Pittsburgh Steelers: How a Mike Wallace Holdout Changes the Plan at Receiver

Nick DeWitt@@nickdewitt11Analyst IJuly 29, 2012

CINCINNATI, OH - NOVEMBER 13:  Robert Geathers #91 and Gibril Wilson #27 of the Cincinnati Bengals tackle Mike Wallace #17 of the Pittsburgh Steelers during play at Paul Brown Stadium on November 13, 2011 in Cincinnati, Ohio.  (Photo by Grant Halverson/Getty Images)
Grant Halverson/Getty Images

With Mike Wallace's contract dispute-induced holdout likely to last awhile without some kind of about face by one of the involved parties, the Pittsburgh Steelers will move on for the moment at the receiver position and plan for a season with the players they already have in camp.

One thing is certain. The absence of one of the team's starting receivers is sure to change the complexion of camp competitions and the roles established players may be playing.

Here's a look under the hood at what we can expect as camp continues to unfold.

Competition for Roster Spots

Without Mike Wallace, what was likely one or two open roster spots at the receiver position is now up to two or three. That means an undrafted player or a guy who was brought in to compete for a special teams spot might now make the roster when he wouldn't have before.

It will also increase reps for players who would otherwise be fighting for fewer reps with Emmanuel Sanders and Jerricho Cotchery, who will be getting more reps with the first team.

One of the players who might benefit from this most is undrafted rookie Marquis Maze.
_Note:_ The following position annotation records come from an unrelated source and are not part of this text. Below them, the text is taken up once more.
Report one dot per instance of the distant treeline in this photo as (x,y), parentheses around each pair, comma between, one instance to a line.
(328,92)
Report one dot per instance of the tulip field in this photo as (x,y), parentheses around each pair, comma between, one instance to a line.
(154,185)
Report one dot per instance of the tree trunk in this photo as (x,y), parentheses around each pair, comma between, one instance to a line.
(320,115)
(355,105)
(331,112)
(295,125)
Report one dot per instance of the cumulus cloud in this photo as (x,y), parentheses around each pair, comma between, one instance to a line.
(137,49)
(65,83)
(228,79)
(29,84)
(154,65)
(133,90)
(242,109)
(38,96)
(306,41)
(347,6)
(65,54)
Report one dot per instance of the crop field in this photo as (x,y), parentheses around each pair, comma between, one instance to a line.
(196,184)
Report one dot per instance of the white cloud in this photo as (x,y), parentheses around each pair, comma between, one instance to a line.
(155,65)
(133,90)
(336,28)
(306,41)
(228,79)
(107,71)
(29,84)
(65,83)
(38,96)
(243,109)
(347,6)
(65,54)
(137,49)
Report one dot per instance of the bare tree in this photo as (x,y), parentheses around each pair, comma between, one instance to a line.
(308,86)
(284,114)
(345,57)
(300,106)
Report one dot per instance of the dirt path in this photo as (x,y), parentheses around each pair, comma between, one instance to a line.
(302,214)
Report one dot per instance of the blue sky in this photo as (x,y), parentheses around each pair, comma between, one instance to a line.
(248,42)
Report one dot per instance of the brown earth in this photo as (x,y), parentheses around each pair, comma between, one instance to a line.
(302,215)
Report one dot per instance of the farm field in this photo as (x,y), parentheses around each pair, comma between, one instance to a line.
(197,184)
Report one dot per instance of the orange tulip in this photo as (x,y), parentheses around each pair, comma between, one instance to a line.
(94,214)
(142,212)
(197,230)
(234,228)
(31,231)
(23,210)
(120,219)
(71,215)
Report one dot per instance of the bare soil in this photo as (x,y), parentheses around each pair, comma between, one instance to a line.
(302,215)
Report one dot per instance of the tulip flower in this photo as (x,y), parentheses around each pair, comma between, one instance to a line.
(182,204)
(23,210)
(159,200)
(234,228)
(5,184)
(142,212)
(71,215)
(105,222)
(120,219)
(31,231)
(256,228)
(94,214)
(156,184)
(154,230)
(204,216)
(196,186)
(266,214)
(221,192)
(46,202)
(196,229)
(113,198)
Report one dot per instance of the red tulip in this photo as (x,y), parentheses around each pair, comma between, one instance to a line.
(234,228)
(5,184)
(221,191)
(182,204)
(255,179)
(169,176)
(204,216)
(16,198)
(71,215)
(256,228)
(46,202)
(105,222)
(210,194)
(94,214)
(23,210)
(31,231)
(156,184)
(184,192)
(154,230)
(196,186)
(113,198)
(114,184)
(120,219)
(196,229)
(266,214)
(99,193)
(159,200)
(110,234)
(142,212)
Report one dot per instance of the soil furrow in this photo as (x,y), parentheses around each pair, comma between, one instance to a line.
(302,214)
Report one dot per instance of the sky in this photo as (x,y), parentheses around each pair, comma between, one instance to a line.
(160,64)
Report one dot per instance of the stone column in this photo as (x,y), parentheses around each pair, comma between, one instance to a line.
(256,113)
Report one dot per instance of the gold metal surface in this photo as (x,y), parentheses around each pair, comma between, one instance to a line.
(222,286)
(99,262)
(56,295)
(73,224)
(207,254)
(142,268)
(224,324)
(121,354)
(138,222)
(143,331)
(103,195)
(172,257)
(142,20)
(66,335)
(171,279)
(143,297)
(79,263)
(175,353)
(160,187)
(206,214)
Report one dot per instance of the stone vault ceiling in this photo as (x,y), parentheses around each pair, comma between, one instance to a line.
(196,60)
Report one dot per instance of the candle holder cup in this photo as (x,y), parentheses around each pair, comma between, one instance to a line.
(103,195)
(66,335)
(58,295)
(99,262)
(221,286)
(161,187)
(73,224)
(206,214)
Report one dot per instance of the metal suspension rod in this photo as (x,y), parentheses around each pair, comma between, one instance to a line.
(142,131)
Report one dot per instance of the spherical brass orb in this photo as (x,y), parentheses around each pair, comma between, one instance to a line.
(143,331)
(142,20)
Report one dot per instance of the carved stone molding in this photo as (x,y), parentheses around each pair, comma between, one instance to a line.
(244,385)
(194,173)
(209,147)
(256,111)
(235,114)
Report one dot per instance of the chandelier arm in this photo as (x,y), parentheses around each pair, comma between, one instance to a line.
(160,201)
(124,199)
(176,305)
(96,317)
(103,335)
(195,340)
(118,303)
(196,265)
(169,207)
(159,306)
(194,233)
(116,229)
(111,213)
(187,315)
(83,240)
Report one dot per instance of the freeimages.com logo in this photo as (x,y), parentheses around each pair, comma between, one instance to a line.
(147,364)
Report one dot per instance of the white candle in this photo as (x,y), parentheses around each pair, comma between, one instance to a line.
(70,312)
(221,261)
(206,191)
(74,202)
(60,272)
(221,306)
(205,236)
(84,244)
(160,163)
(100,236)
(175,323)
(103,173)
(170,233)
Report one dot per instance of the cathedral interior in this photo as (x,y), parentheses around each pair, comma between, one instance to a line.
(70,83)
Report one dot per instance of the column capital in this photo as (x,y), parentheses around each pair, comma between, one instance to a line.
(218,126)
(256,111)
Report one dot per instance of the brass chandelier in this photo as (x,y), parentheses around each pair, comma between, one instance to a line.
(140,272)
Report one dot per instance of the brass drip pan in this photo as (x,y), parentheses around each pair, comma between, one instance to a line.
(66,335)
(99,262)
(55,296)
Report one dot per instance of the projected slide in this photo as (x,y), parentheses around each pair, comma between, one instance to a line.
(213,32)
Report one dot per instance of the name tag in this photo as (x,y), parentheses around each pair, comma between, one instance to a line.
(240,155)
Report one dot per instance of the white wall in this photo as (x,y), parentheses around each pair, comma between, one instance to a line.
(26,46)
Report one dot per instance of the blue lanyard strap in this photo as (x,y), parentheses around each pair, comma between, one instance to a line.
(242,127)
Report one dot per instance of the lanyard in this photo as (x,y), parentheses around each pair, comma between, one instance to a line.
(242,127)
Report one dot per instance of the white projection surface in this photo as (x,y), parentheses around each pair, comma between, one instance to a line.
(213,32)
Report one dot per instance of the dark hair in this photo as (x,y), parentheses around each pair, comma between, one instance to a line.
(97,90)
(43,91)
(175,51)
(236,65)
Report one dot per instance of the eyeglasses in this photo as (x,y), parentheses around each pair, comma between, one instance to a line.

He has opened some eyes in the offseason program so far and was one of the better rookie free agents brought in. Now he has a real chance to make this team and even get some reps on offense if this holdout keeps going.

Another player who will benefit is Toney Clemons. Drafted with the intent that he'd compete for a roster spot, he's now likely got one all but locked up. He's got a lot of potential and could end up being the next Mike Wallace (in a good way).

That Starting Spot

The Steelers don't seem to be sweating Wallace's absence very much at this point. That's not because he's likely to come in. I'd say the opposite is true. This kind of dispute isn't going to get resolved quickly and the money set aside for his extension talks is now in Antonio Brown's pocket.

They don't need to sweat it because the players with experience already on the roster can more than handle the load. Antonio Brown steps into the top spot and should continue to thrive in that role.

Emmanuel Sanders and Jerricho Cotchery, previously competing for time in the slot, will now be working to be the starter. The other will be the slot receiver, although Toney Clemons might now inject himself into that competition as well.

Sanders is the favorite in my mind. Cotchery may have more experience as a starter, but Sanders has the upside as a big-play threat. That's what the Steelers need on snaps between the 20s. Inside the 20, the Steelers will involve Cotchery more often because of his ability as a possession guy.

What If He Shows Up Later?

If Wallace does finally come in, he's going to have a lot of catching up to do. I wouldn't be surprised to see Mike Tomlin give him some time off to learn the system and get his conditioning in line. The coach doesn't like distractions and he most certainly is unhappy with Wallace.

Wallace may not start until he shows he can run the route trees coordinator Todd Haley is planning on using. He will likely still be on the field, but his snaps will be limited until he's fully ready.

At this point, Wallace is really only injuring himself. If he plays out a one-year deal, he can have a big season and sign anywhere. By staying out, he can't play anywhere and can only hurt his value to the Steelers or any other NFL team.

How his arrival changes things again depends on when he comes in. The sooner, the more likely he will be atop the depth chart when things start for real in Denver. If he continues to wait, it will take him a lot longer to catch up.